Space in the works of Sean Shanahan

Sean Shanahan

Le opere di Sean Shanahan in mostra a Milano

SPACE IN THE WORKS OF SEAN SHANAHAN

Sean Shanahan’s works interact with the environment, which is moulded and shaped to allow the message to release its full expressive force.
Sean Shanahan was born in Dublin in 1960 and from the beginning his research has focused on form and colour, which are the means of painting and his sole interest.

The works of Sean Shanahan

Sean Shanahan | opere

Hysterical Aftermath/ Danza Macabra (4)/
Danza Macabra (1). 2022, olio su MDF / oil on MDF 100 x 100 cm. Ph. Luca Casonato

Sean Shanahan trained at the Heatherley School of Fine Art in Chelsea, London and the Croydon College of Art and Design, where he studied painting and art history.
At the age of 22 he moved to Milan, where he held his first solo exhibition in Luigi De Ambrogi’s gallery. In 1986 he won a scholarship to the Fundación Olivar de Castillejo in Madrid and between 1986 and 1990 he lived and worked between Cologne and New York.

In 1990, Shanahan moved to Italy and shortly afterwards made the crucial choice to abandon acrylic in favour of oil, which allows for a more fluid and transparent layering and enables an immediate perception of the final rendering. In 1994, in an exhibition at the Orchard Gallery in Derry, he presented Untitled, an oil on MDF.

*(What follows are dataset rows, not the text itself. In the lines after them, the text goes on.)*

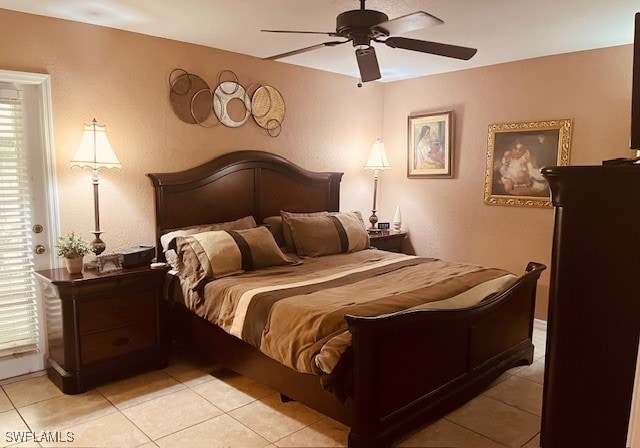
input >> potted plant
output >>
[57,232,91,274]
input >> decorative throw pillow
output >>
[176,227,294,290]
[262,216,286,248]
[284,212,369,257]
[280,211,329,253]
[160,215,256,266]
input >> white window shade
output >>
[0,93,38,357]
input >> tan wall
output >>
[381,45,634,318]
[0,10,383,256]
[0,10,632,318]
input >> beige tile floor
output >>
[0,329,545,448]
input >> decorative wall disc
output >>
[213,81,251,128]
[169,68,285,137]
[169,69,212,124]
[251,86,285,130]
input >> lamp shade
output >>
[71,118,121,170]
[364,139,391,170]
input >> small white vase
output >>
[64,257,84,274]
[393,206,402,232]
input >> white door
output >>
[0,70,58,379]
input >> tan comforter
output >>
[181,250,517,374]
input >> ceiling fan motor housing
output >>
[336,9,389,47]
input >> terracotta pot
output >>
[64,257,84,274]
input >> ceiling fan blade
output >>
[356,47,381,82]
[374,11,444,36]
[260,30,337,36]
[263,40,349,60]
[384,37,478,61]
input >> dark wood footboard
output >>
[346,263,545,448]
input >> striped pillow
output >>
[283,212,369,257]
[176,227,294,290]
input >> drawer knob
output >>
[112,337,129,347]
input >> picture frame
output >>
[484,119,572,208]
[407,110,454,178]
[96,254,123,274]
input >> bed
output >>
[148,151,545,448]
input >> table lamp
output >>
[71,118,121,255]
[364,139,391,229]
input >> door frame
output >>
[0,69,60,371]
[0,70,60,268]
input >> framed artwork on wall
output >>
[407,111,453,178]
[484,119,571,207]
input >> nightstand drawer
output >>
[80,318,158,364]
[78,291,156,334]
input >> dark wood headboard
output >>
[147,151,343,259]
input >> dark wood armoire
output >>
[541,164,640,448]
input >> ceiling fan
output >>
[262,0,478,82]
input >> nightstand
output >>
[369,232,407,253]
[36,266,168,394]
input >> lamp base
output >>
[89,230,107,255]
[369,210,378,229]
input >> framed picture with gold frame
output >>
[484,119,571,207]
[407,111,453,178]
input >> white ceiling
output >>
[0,0,640,81]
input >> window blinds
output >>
[0,89,38,357]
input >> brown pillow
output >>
[280,211,329,253]
[160,215,256,266]
[176,227,294,290]
[262,216,286,248]
[285,212,369,257]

The use of the MDF (medium density fireboard) support, the artist’s stylistic signature, suggests a perception of the painting as a concrete element that wishes to make space for itself and not merely occupy space. Even the oil colour, spread in flat monochrome backgrounds and absorbed by the wooden material, takes on a substantial character in this process, becoming an integral part of the painting and not a mere covering of the surface.

In 1997, he moved to Montevecchia where he set up his studio and devoted himself to the use of a single colour, spread evenly and uniformly, and to simple, defined and three-dimensional formal constructions.

His numerous solo and group exhibitions include Sudden Time (2021) at Villa Panza, Varese, Singular Episodic (2020) at Museo d’Arte Contemporanea in Lissone, Body of Light (2018) at Luca Tommasi Arte Contemporanea in Milan, Seven Last Words (2016) at Galleria San Fedele in Milan, Unique Act (2008) at The Hugh Lane in Dublin.

Sean Shanahan | opere

Hysterical Aftermath/ Danza Macabra (4)/
Danza Macabra (1). 2022, olio su MDF / oil on MDF 100 x 100 cm. Ph. Luca Casonato

THE WORKS OF SEAN SHANAHAN ON SHOW

From 9 February to 25 March 2023 BUILDING presents Sean Shanahan. Cuore a fette curated by Luca Massimo Barbero, a fully frontal thematic exhibition that stems from the artist’s personal and intimate reflection on the theme of death and eternity.

Sean Shanahan. Sliced Heart
BUILDING
via Monte di Pietà 23, 20121 Milan
9 February to 25 March 2023

The exhibition, which is spread over three floors of the gallery, consists of a selection of autonomous paintings set in a site-specific context characterised by a strong theatricality.
The unexpected, expectation and surprise are the key elements of the project, which proposes three different readings of the relationship between the painting, the exhibition space and the real space.

Metaphorically and concretely breaking through the confines imposed by the structural elements of the gallery, Sean Shanahan’s works, derivatives of monochrome painting, physically inhabit BUILDING’s three-dimensional space in a setting that borders on installation.

The exhibition conceived for BUILDING is articulated in three closely interconnected moments and consists of a succession of unexpected situations, in which the environment is shaped and modelled by the artist to allow the viewer to perceive his works from new and different perspectives.

  • On the ground floor, the works interact with the exhibition space through a dramatic and conceptual use of colour.
  • On the first floor, three large works stand out in the exhibition space, eschewing the two-dimensionality typical of the pictorial medium and instead emphasising their material and tangible presence.
  • The third and final part of the exhibition is freely inspired by the Latin locution “sub specie aeternitatis” and suggests a direct reference to the concept of the immeasurable and the eternal.